The Bishop Says No. According to Article 6 of the Charter of Franco Spain; "no other external ceremonies or manifestations than those of the Catholic religion shall be permitted," but "no one shall be molested for his religious beliefs or in the private practice of his worship." In practice, Protestants may not hold government jobs, teach school, become officers in the armed forces. In business offices and factories they are rarely promoted (if they are not actually demoted when their beliefs become known).

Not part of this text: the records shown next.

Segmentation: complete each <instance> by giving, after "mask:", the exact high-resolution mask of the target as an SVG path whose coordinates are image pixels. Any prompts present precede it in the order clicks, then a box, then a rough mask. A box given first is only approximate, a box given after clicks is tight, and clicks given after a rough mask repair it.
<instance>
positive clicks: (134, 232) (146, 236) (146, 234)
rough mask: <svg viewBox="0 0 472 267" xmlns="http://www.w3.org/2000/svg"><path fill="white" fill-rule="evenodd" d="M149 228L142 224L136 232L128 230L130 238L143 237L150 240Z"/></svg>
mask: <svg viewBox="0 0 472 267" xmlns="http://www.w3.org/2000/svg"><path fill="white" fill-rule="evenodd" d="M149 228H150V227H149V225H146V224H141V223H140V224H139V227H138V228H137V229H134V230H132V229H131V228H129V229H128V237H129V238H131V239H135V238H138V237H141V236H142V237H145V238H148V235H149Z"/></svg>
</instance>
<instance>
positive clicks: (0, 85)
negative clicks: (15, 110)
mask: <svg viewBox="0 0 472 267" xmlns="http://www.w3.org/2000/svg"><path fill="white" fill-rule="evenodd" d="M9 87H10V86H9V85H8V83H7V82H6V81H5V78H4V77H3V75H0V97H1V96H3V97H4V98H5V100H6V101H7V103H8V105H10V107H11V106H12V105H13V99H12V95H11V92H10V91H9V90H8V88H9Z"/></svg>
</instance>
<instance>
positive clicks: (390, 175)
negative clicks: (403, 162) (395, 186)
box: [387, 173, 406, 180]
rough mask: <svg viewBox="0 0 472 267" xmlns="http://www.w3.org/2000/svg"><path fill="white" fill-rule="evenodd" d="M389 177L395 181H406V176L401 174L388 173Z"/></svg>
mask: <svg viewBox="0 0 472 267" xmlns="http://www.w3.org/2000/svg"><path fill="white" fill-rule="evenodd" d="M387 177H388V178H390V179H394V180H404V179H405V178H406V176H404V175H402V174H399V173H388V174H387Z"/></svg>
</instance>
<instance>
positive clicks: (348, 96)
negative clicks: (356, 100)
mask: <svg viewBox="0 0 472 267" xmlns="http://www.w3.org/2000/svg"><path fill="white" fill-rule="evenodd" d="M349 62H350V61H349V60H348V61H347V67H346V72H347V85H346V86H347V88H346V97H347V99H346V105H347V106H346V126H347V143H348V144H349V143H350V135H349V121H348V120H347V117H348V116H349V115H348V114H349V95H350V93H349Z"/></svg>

They may marry among themselves in civil ceremonies. A Catholic who wants to marry a Protestant must first get permission for a civil ceremony, and he can get this permission only by furnishing proof that he is no longer a practicing Catholic. The proof consists of a signed declaration submitted to a justice of the peace, but the local bishop can simply refuse to accept the declaration as valid, and the wedding is off. There have been some cases of priests who left the church and tried to marry Protestants (one notable example: the late, reactionary Cardinal Segura's onetime private secretary, now an Anglican). These ex-priests never get permission for a civil ceremony, but Protestant pastors have worked out a stopgap solution: a private Protestant ceremony performed before a notary public. This has no legal validity whatever, only serves to put the ceremony on record.

No Moving Day. Spain's five Protestant denominations (Baptists, Anglicans, Presbyterians, Pentecostals and Plymouth Brethren) are subjected to constant harassment. In the past five months the police have closed five of their churches on technicalities—two in Barcelona and one each in Malaga, Seville and Madrid. Three years ago the police closed the only Protestant theological seminary in Spain; candidates for the ministry must now be trained by local pastors.

Despite repeated appeals to Franco, Protestants in Spain operate solely on the document issued by Franco's generals after the civil war, granting permission to reopen established Protestant churches. This means that there is no legal authorization for the establishment of a new church, or even for an established church to move. A Baptist church in Barcelona was closed down last year when its congregation moved without permission from a building that was about to collapse. And in 1954, Madrid's Second Baptist Church was closed because a new Catholic charity foundation across the street complained that the Protestant church was interfering with its work.